Hermina Davies

In the summer of 1936, the Rev. John Davies and his pregnant wife, Hermina, camped for two weeks in an umbrella tent on the Menominee Indian Reservation in Wisconsin. The couple had previously ministered to the Chippewa for two years and were exploring the opportunities to serve both the Menominee and Stockbridge-Munsee Native Americans. They ended up staying and serving as missionaries there for eighteen years. Hermina raised John, Janice, Beth, Helen, David, Rachel, and Rebecca while serving these congregations, receiving her heavenly rest on this date in 1995. John and Hermina over the years had many adventures while serving the Lord. The Davies used this same tent, pitched next to a public school, to hold vacation Bible school. Once fierce winds bent some of the tent poles, but God kept them safe in the tent and not a tent peg came loose. Yet the tornado had blown out a school window and knocked down a nearby barn.  Less dangerous, every Halloween children on the reservation tipped over the Davies’ outhouse (they never had indoor plumbing).
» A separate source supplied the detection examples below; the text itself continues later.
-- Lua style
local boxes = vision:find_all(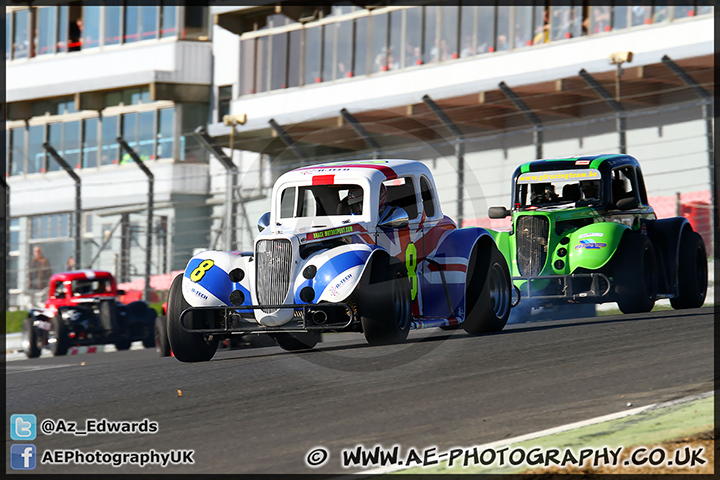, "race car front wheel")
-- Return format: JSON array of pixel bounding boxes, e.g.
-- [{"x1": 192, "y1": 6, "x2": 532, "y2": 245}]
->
[
  {"x1": 613, "y1": 234, "x2": 657, "y2": 313},
  {"x1": 22, "y1": 317, "x2": 40, "y2": 358},
  {"x1": 167, "y1": 274, "x2": 219, "y2": 362},
  {"x1": 48, "y1": 313, "x2": 70, "y2": 357},
  {"x1": 154, "y1": 315, "x2": 170, "y2": 357},
  {"x1": 359, "y1": 258, "x2": 412, "y2": 345},
  {"x1": 462, "y1": 242, "x2": 512, "y2": 335},
  {"x1": 670, "y1": 230, "x2": 707, "y2": 310}
]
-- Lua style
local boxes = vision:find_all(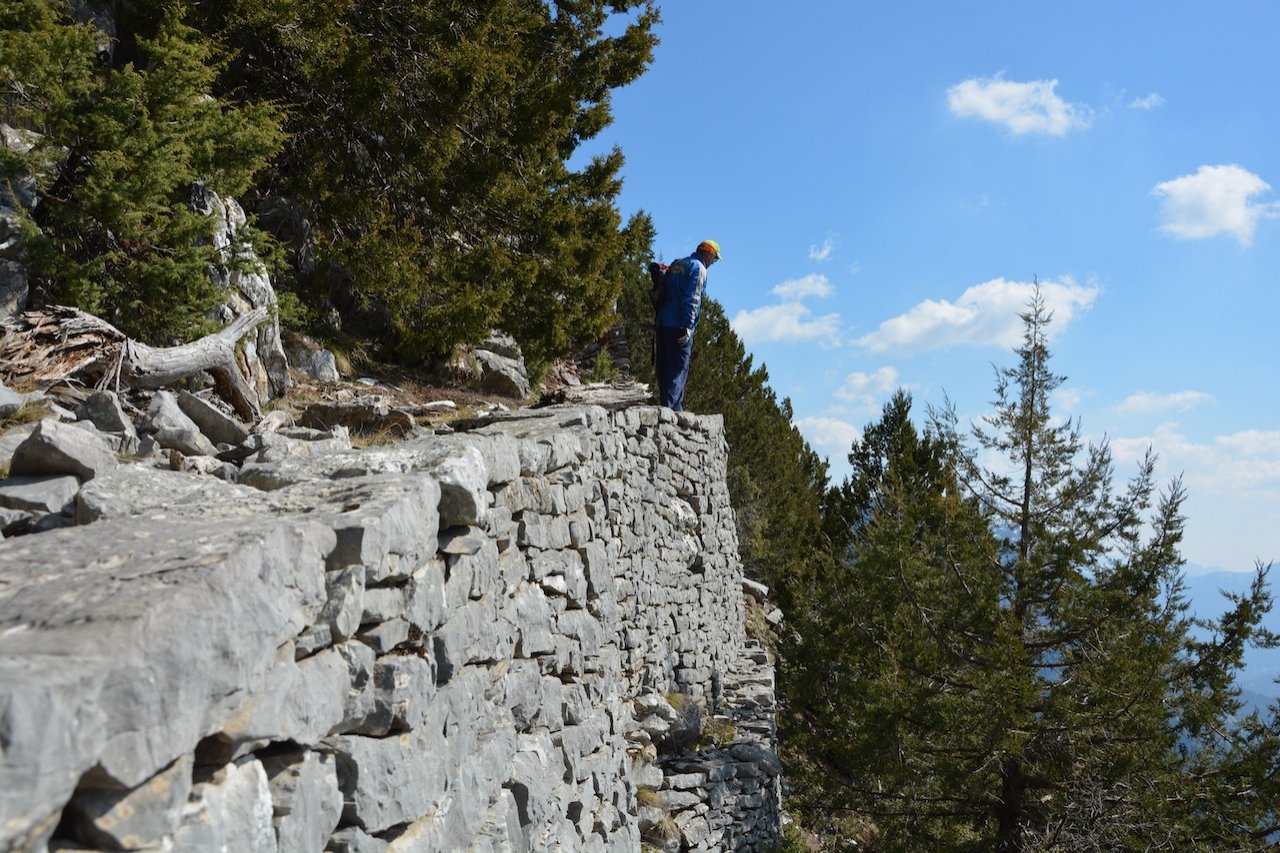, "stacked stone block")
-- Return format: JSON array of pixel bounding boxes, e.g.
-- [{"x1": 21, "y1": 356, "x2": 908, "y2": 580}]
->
[{"x1": 0, "y1": 406, "x2": 778, "y2": 852}]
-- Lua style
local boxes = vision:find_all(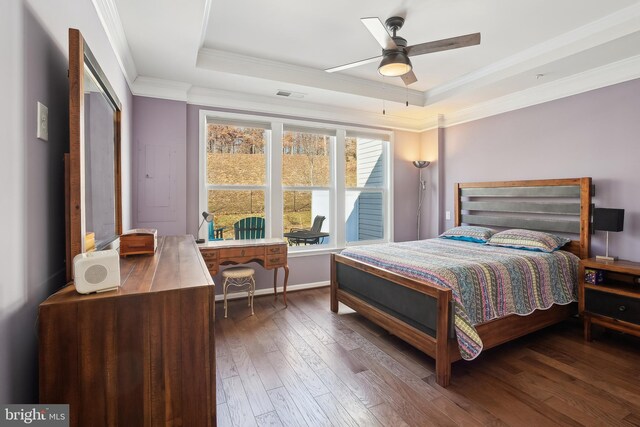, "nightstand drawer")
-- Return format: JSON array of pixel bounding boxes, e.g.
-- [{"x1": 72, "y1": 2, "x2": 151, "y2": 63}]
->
[{"x1": 585, "y1": 289, "x2": 640, "y2": 325}]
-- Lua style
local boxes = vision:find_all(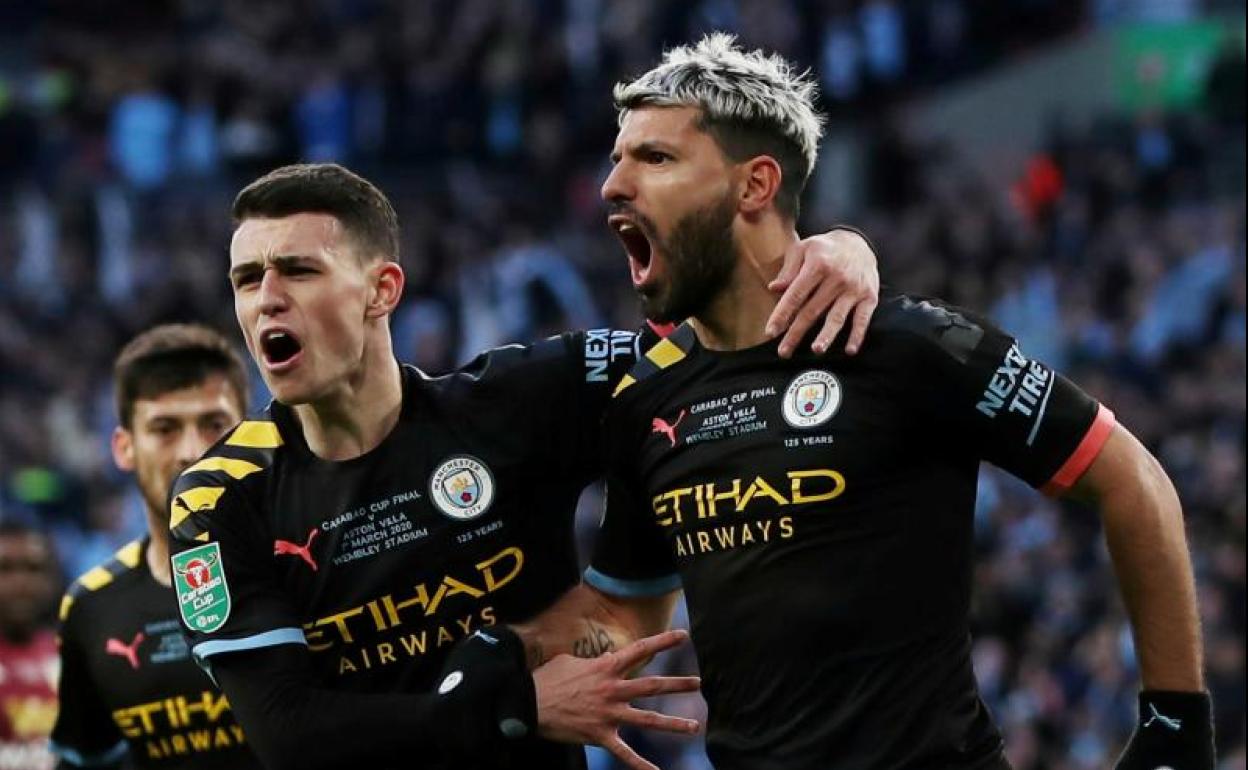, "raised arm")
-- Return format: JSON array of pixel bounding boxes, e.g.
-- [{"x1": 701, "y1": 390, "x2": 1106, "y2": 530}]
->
[{"x1": 1071, "y1": 426, "x2": 1213, "y2": 770}]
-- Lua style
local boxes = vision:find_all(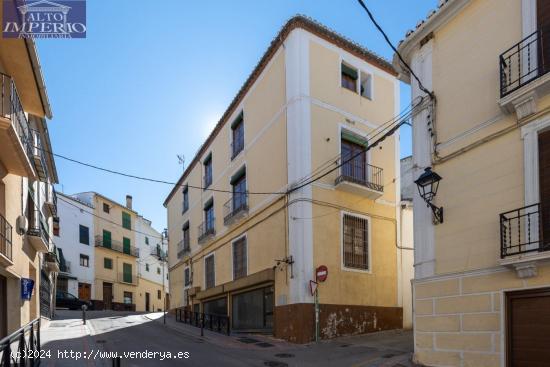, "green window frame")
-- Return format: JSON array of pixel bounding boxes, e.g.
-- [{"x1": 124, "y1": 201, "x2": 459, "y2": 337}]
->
[
  {"x1": 122, "y1": 212, "x2": 132, "y2": 229},
  {"x1": 122, "y1": 263, "x2": 132, "y2": 283},
  {"x1": 122, "y1": 237, "x2": 132, "y2": 255},
  {"x1": 103, "y1": 257, "x2": 113, "y2": 269},
  {"x1": 103, "y1": 230, "x2": 111, "y2": 248}
]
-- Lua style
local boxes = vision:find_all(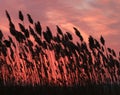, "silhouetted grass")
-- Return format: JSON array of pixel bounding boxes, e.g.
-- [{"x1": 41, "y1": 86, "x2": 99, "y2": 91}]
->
[{"x1": 0, "y1": 11, "x2": 120, "y2": 95}]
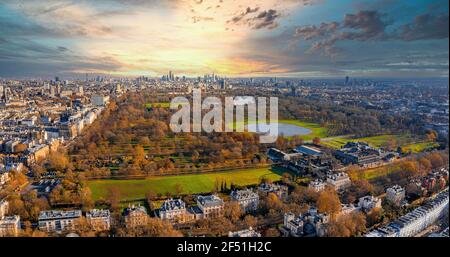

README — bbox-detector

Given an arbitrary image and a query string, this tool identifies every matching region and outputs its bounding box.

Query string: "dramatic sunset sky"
[0,0,449,77]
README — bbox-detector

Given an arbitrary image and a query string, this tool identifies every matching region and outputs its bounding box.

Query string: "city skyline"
[0,0,449,78]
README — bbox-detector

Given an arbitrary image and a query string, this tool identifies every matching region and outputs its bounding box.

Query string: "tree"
[264,228,280,237]
[428,153,444,169]
[224,201,243,224]
[367,208,383,226]
[145,191,156,210]
[175,183,183,196]
[143,218,183,237]
[49,152,69,171]
[316,189,341,214]
[14,144,28,153]
[243,215,258,228]
[326,212,366,237]
[107,187,120,211]
[313,137,320,145]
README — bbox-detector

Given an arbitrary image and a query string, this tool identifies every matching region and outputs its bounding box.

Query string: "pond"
[247,122,312,137]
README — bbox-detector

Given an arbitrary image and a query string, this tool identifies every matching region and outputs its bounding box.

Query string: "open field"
[232,120,328,140]
[145,102,187,108]
[88,167,284,201]
[321,134,437,153]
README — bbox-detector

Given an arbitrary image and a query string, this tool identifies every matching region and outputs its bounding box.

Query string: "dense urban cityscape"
[0,75,449,237]
[0,0,449,242]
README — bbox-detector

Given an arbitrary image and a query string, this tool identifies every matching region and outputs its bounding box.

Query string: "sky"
[0,0,449,78]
John and Hermina ministered to the Menominee as well as the Stockbridge-Munsee Native Americans on the adjoining reservation.  They held “Sunday” school in the woods or at the Roundhouse, the Indian dance hall, on Saturdays on the Menominee reservation. It took John two trips to pick up twenty-five children in his Model A Ford, with kids standing on the running boards, hanging onto the hood. Hermina played hide and seek with the first group while John picked up the second group. During Sunday school Hermina pumped and played their portable folding organ and also directed the senior choir. She also often visited homes on the reservation with John as a man couldn’t properly visit a woman on his own.

Although John accepted a call to Wildwood, New Jersey in 1954, and later served in Glenwood, Washington, their hearts were united to their Native Americans brothers and sisters.  As a legally blind widow in 1994, Hermima returned to speak at a mother-daughter dinner for both congregations, one year before her final Home Going in 1995.